Zweli Dlambili signed up to be a mentor in the Primestars ‘What About the Boys?’ programme and has found the work being done, healing for himself too.
Nelspruit, South Africa (08 December 2023) – A Nelspruit man working with schoolboys to help them address issues of toxic masculinity and gender-based violence says that although he’s helping impart important life lessons, he’s receiving the real gift – that of being able to heal himself.
Zweli Dlambili, 38, is employed as an auditor but works extensively with young men via his church. This led to him joining the ground-breaking What About the Boys? programme as a mentor and working in local schools to help deliver the content to the learners.
As the country marks another 16 Days of Activism against Woman and Children, What About the Boys? sets its sights on creating change by working with those who grow up to be responsible for much of the violence – young men.
“We believe in their ability to be better men, and because I also come from a township it helps me to build a relationship with them,” says Dlambili.
Created by youth development expert Primestars, What About the Boys? has been run across South African schools for the last two years and reached more than 30,000 male learners with the aim of fostering a deeper understanding of toxic masculinity and harmful stereotypes that perpetuate violence against women. It also aims to challenge traditional expectations of manhood that contribute to the problem by introducing positive male role models to promote respectful relationships.
The programme encompasses multi-media content – including an educational booklet and online resources, as well as ongoing mentorship sessions – to deeply engage boys in discussions about their identity, new norms of masculinity as well as gender-based violence and its impact.

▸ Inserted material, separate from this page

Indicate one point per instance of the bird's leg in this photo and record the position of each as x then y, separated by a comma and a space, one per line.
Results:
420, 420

The first session in the programme involves the learners watching the What About the Boys? movie, which introduces themes of bullying, gender-based violence and LGBT rights. This is a useful way of starting the discussion, says Dlambili, as they then move on to self-development and a deeper engagement in the following three sessions.
Many of the boys he works with live in an environment where interpersonal violence is normalised.

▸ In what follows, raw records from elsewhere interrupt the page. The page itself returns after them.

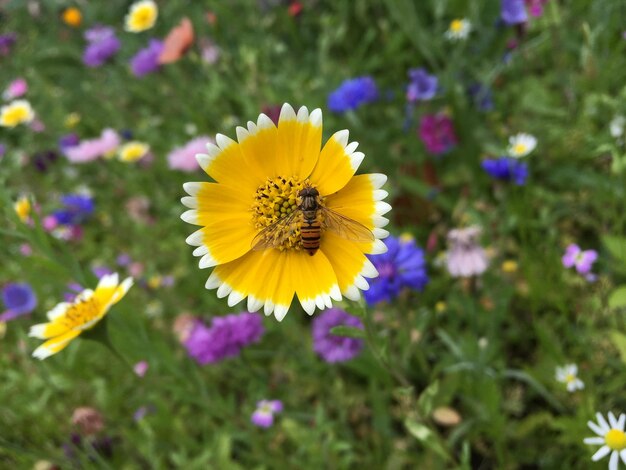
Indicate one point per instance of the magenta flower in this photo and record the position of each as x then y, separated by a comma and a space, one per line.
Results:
88, 150
184, 158
465, 256
16, 88
581, 260
437, 133
263, 416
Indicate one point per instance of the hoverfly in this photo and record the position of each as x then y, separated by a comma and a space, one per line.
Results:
312, 219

“It is not an unusual response for them to believe that at some point you may have to raise your hand to another, or to ignore violence between others because it’s none of your business and that’s the way people deal with their issues. But once you really start engaging and internalising the lessons of how you wouldn’t let it happen to your sister or your mother, it’s easier for them to understand that it shouldn’t happen to anyone else,” says Dlambili.
The programme’s insistence that the lessons be imparted by positive male role models, with the intention of building long-term, meaningful relationships, is what sets it apart from quick-fix interventions.

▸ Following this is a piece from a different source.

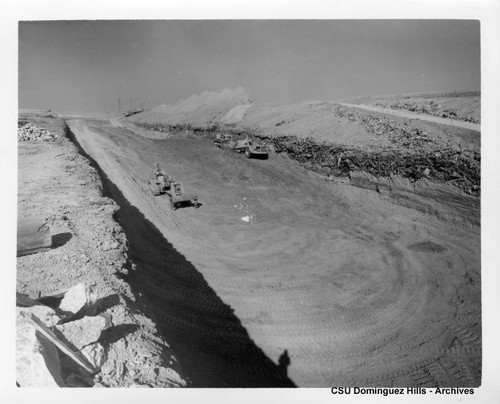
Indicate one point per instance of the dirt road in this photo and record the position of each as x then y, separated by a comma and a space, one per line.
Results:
422, 117
326, 284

“It’s quite saddening when you engage with the boys and ask around about their background, you find a large number of them stay with either their grannies or mothers, but they don’t have a father figure at home. These boys don’t have people that they look up to. They don’t have mentors around the area. The thing they look up to is the quick fix, the easy money – they’ll see men who are driving BMWs, into spinning cars, and will find that appealing.”
The impact report from the 2022 What About the Boys? rollout shows that the programme is creating a measurable change in attitudes and behaviour – and it has received a variety of accolades. They include hosting an official Presidential Dialogue with high school boys with President Cyril Ramaphosa and being invited to contribute to African Union’s Impact paper on Positive Masculinity and GBV prevention.
But for Dlambili the rewards are much more personal.
“Even though we are mentors, it doesn’t necessarily mean that we are perfect. We’ve also experienced challenges and difficulties in life. We didn’t have it all at some point. We would also go to bed hungry, wake up and have to go to school,” he says.
“But throughout all those circumstances, we managed to get where we are. It has actually allowed me to heal, because as I relate my story, I am able to witness the journey of where I came from and where I am now.”